Malignancy associated with cystic lesions of the prostate are very rare. Both benign and malignant prostate neoplasm’s may contain cystic components. Multilocular prostatic cystadenoma is a rare benign tumor that can grow to a large size causing significant lower urinary tract symptoms. However, prostatic adenocarcinoma may occasionally show cystic features. Other tumors of the prostate gland that exhibit cystic components include papillary cystadenocarcinoma and combined transitional cell/adenocarcinoma. Rarely, leiomyoma or liposarcoma in the prostate may have cystic elements. On the MRI, the heterogeneity of signal intensity of the cystic components and the presence of soft-tissue elements in the lesion indicate a neoplastic cause [4]. Aspirates from these cysts are usually haemorrhagic and contain malignant cells.

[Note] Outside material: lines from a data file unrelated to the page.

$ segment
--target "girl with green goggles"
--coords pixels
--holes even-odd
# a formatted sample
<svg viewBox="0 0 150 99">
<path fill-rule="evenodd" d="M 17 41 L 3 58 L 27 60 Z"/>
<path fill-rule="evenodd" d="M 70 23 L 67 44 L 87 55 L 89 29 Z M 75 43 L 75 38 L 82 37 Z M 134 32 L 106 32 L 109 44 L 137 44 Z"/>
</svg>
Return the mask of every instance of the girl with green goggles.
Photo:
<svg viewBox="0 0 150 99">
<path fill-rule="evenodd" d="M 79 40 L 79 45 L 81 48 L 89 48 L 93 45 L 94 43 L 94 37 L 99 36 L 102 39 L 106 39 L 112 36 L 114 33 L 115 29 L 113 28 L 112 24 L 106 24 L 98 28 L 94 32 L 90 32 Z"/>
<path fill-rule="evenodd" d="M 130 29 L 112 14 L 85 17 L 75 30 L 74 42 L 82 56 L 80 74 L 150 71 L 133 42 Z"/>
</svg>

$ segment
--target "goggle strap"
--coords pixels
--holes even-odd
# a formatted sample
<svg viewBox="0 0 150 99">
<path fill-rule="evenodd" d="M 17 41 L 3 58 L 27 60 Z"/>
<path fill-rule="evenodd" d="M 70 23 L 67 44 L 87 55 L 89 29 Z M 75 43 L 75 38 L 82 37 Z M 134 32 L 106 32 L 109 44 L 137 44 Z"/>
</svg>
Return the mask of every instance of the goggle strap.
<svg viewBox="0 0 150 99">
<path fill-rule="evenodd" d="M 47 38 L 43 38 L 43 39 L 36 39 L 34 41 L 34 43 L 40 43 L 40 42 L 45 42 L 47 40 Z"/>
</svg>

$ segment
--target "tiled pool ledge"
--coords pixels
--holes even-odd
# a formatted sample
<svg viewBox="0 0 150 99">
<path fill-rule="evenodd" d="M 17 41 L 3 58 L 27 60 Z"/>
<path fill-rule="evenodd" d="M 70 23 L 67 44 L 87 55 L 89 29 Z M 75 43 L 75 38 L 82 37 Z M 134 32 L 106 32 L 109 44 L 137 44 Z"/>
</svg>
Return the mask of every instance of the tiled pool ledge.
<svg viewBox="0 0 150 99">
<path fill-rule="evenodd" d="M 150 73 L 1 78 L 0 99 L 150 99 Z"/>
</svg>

The aspirate also shows a very high concentration of prostate specific antigen (PSA) and γ-seminoprotein [5].
The natural history of such cystic cancer of the prostate is not well studied/known. Therefore the management of these cases do not differ from their solid counterparts as of now. The long term outcome and biologic course of these cystic carcinomas needs further study.


Figure 1

Another alt text

Figure 1
a) CT scan showing a cystic mass within the prostate of the size 6.5X5.4 cm. b) The content is not clear and the cyst wall shows areas of solid mass.

Figure 2

Another alt text

Figure 2
Trans-rectal ultrasonography reveals a cystic lesion in the prostate with left lateral wall of the cyst showing solid papillary projections.

References

  1. Ng KL, Sathiyananthan JR, Dublin N, Razack AH and Lee G. Cystic adenocarcinoma of prostate: a case report. JUMMEC 2011; 14: 21-22.
  2. Walter JB, Israel MS. General pathology. 5thedn. New York. Churchill Livingstone. 1987; 386.
  3. Christine H. Llewellyn, Lowrey H. Holthaus. Cystic carcinoma of the prostate: Findings on Transrectal Ultrasonography. AJR. 1991; 157: 785- 786.
  4. Curran S, Akin O, Agildere AM, Zhang J, Hricak H, Rademaker J. Endorectal MRI of Prostatic and Periprostatic Cystic Lesions and Their Mimics. AJR 2007; 188: 1373-1379.
  5. Tsuji H, Hashimoto K, Katoh Y, Iguchi M. Prostatic cancer with huge cystic degeneration. Urologia Int. 1999; 62: 48-50.